The xenotransplant patient who died received a heart infected with a pig virus

The version used in Maryland came from a pig with 10 genetic modifications developed by Revivicor, a subsidiary of United Therapeutics.

After promising tests of these pig organs on baboons, three U.S. transplant teams launched the first human studies in late 2021. Surgeons from New York University and the University of Alabama have joined forces. pig kidneys to people with brain death, but the University of Maryland went there. a step further when Griffith sewed a pig’s heart on Bennett’s chest in early January.
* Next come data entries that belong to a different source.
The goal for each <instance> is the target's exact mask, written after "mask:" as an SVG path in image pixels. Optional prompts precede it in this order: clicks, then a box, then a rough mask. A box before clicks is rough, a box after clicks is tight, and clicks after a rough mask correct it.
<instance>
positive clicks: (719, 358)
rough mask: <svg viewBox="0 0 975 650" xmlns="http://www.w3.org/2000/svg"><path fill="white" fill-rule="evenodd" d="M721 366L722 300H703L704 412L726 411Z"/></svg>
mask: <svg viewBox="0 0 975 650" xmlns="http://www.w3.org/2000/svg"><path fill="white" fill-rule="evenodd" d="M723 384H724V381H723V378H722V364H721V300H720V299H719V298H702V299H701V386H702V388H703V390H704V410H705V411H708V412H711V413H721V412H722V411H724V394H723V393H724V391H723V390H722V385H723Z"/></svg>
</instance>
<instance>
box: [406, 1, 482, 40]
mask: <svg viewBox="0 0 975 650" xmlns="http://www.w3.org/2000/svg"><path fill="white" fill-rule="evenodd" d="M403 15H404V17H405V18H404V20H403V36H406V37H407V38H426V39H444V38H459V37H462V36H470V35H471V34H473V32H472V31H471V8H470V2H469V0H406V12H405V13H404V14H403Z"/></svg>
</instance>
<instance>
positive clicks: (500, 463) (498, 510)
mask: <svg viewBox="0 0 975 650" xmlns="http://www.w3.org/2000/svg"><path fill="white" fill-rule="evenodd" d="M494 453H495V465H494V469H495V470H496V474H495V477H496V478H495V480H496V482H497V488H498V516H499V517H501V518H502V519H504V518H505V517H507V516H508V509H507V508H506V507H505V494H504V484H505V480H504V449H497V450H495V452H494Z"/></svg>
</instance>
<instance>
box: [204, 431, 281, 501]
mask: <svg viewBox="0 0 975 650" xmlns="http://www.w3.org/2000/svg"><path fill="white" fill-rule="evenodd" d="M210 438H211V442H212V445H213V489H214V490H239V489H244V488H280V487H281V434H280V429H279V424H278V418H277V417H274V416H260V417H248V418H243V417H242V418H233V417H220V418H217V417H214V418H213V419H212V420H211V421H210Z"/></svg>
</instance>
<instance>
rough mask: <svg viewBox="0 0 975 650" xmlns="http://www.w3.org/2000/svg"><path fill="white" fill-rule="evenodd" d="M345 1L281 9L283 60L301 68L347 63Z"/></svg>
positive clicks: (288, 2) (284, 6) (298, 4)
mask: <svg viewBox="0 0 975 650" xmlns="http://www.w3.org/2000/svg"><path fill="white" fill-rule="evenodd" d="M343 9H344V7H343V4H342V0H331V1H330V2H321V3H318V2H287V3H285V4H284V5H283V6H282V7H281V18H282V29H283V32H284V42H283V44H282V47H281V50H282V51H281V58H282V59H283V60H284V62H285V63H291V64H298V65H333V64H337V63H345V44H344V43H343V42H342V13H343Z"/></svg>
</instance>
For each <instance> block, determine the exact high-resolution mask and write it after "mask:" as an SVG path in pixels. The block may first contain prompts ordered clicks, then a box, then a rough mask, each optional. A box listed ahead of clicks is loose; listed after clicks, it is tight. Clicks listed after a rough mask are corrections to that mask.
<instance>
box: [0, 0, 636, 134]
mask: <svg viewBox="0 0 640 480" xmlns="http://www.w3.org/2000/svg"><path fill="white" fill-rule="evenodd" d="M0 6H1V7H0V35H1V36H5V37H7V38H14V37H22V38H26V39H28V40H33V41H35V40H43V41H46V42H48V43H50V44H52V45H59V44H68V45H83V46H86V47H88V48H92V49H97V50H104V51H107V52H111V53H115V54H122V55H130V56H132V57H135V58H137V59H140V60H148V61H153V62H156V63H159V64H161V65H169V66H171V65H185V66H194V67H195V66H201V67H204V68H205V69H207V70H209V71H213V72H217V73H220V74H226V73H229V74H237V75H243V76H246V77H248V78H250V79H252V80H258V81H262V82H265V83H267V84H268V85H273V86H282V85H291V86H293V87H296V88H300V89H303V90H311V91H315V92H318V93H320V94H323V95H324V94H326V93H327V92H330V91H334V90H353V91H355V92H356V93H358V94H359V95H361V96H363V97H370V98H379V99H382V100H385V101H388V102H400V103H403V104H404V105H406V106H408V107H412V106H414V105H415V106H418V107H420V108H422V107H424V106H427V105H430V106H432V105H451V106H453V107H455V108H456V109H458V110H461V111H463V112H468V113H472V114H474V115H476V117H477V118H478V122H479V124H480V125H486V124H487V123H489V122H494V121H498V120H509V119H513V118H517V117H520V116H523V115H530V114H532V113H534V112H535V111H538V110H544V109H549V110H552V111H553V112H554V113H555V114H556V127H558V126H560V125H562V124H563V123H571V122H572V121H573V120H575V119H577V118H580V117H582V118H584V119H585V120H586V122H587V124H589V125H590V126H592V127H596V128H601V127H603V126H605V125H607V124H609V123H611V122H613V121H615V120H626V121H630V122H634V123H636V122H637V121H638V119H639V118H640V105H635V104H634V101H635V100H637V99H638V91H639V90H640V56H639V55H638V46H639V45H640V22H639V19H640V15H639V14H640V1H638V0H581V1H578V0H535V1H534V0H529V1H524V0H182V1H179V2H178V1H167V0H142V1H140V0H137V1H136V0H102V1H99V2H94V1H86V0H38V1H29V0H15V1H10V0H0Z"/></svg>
Transferring swine viruses to humans has been a concern: some fear that xenotransplantation could trigger a pandemic if a virus spreads inside a patient’s body and then spreads to doctors and nurses. The concern could be severe enough to require lifelong monitoring of patients.

However, the specific type of virus found in Bennett’s donor’s heart is not believed to be capable of infecting human cells, says Jay Fishman, a transplant infection specialist at Massachusetts General Hospital. Fishman believes that “there is no real risk to humans” of its spread.

In contrast, the problem is that swine cytomegalovirus is associated with reactions that can damage the organ and the patient, with catastrophic results. Two years ago, for example, German researchers reported that pig hearts transplanted into baboons would only last a couple of weeks if the virus was present, while infection-free organs could survive for more than half a year.

These researchers said they found “surprisingly high” virus levels in pig hearts removed from baboons. They believe the virus could be undone not only because the baboons’ immune system was suppressed with drugs, but also because the pig’s immune system was no longer there to keep the virus under control. “It seems very likely that the same thing happens in humans,” they warned at the time.

Pig Heart Receiver David Bennett Sr. with his transplant doctor, Bartley Griffith of the University of Maryland.


Joachim Denner of the Institute of Virology at the Free University of Berlin, who led the study, says the solution to the problem is more accurate evidence. The U.S. team appears to have tested the pig’s snout to detect the virus, but it often hides deeper in the tissues.

“It’s a latent virus that is difficult to detect,” says Denner. “But if you test the animal better, it will not pass. The virus can be easily detected and eliminated from pig populations, but unfortunately they did not use a good test and did not detect the virus, and that was the reason. donor became infected and the virus was transmitted by transplantation “.

Denner says he still believes the experiment was a “great success.” For example, the first human-to-human heart transplant, in 1967, lasted only 18 days, and two years later, one in Germany lasted only 27 hours.

Denner says Bennett’s death can’t be attributed to the virus alone. “This patient was very, very, very ill. Don’t forget,” he said. “Maybe the virus contributed, but it wasn’t the only reason.”

Cause of death?

The cause of Bennett’s death is important, because if his heart failed as a result of the immune rejection, researchers may have to return to the drawing board. Instead, companies like United Therapeutics and eGenesis, or academics who work with them, are now expected to start clinical trials of their pig organs in a year or two.

Bennett was offered a pig heart after Griffith applied for special permission from the U.S. Food and Drug Administration to test an animal organ in a single transplant. He was considered a good candidate for the daring attempt because he was on the verge of dying of heart failure and was not eligible for a sparse human heart transplant due to a history of disregarding medical advice.